Quel bon petit roi c'était là ! La, la. Il faisait ses quatre repas Dans son palais de chaume,
Et sur un âne, pas à pas, Parcourait son royaume. Joyeux, simple et croyant le bien, Pour toute garde il n'avait rien
Qu'un chien. Oh ! Oh ! Oh ! Oh ! Ah ! Ah ! Ah ! Ah ! Quel bon petit roi c'était là ! La, la.
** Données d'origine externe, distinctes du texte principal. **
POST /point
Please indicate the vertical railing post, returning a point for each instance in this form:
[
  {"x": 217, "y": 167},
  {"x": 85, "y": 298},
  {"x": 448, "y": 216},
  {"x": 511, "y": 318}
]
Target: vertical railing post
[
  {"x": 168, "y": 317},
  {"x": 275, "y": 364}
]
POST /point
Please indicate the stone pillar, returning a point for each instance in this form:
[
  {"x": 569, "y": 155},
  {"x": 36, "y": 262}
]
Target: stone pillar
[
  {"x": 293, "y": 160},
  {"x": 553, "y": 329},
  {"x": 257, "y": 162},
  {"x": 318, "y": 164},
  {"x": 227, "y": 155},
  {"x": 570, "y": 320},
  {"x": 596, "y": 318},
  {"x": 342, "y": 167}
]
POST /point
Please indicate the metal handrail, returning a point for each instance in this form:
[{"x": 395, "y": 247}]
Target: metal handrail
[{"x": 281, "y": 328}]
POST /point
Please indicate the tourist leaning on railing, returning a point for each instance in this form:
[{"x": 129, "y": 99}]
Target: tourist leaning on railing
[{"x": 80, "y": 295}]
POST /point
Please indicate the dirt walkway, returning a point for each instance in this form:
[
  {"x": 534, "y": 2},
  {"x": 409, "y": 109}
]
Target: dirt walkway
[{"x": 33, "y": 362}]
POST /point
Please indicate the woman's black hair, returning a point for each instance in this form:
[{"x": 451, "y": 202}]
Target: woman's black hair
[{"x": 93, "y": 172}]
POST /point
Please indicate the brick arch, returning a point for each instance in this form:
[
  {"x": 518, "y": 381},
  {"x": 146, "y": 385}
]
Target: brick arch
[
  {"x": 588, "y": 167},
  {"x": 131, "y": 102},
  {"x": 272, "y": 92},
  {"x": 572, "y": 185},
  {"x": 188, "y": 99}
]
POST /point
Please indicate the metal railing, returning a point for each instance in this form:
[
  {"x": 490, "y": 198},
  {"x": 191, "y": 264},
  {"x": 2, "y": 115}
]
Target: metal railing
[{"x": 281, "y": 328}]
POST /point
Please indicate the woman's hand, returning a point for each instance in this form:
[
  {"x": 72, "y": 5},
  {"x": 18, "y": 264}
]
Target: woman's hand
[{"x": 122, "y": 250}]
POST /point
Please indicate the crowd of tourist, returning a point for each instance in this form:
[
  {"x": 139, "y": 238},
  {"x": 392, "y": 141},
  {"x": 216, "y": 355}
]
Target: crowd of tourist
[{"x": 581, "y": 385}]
Il n'avait de goût onéreux Qu'une soif un peu vive ; Mais, en rendant son peuple heureux, Il faut bien qu'un roi vive.
Lui-même, à table et sans suppôt, Sur chaque muid levait un pot D'impôt. Oh ! Oh ! Oh ! Oh ! Ah ! Ah ! Ah ! Ah !
Quel bon petit roi c'était là ! La, la. Aux filles de bonnes maisons Comme il avait su plaire,
Ses sujets avaient cent raisons De le nommer leur père : D'ailleurs il ne levait de ban Que pour tirer, quatre fois l'an,
Au blanc. Oh ! Oh ! Oh ! Oh ! Ah ! Ah ! Ah ! Ah ! Quel bon petit roi c'était là ! La, la.
Il n'agrandit point ses états, Fut un voisin commode, Et, modèle des potentats, Prit le plaisir pour code.
Ce n'est que lorsqu'il expira Que le peuple qui l'enterra Pleura. Oh ! Oh ! Oh ! Oh ! Ah ! Ah ! Ah ! Ah !
Quel bon petit roi c'était là ! La, la. On conserve encor le portrait De ce digne et bon prince ;
C'est l'enseigne d'un cabaret Fameux dans la province. Les jours de fête, bien souvent, La foule s'écrie en buvant
Devant : Oh ! Oh ! Oh ! Oh ! Ah ! Ah ! Ah ! Ah ! Quel bon petit roi c'était là ! La, la.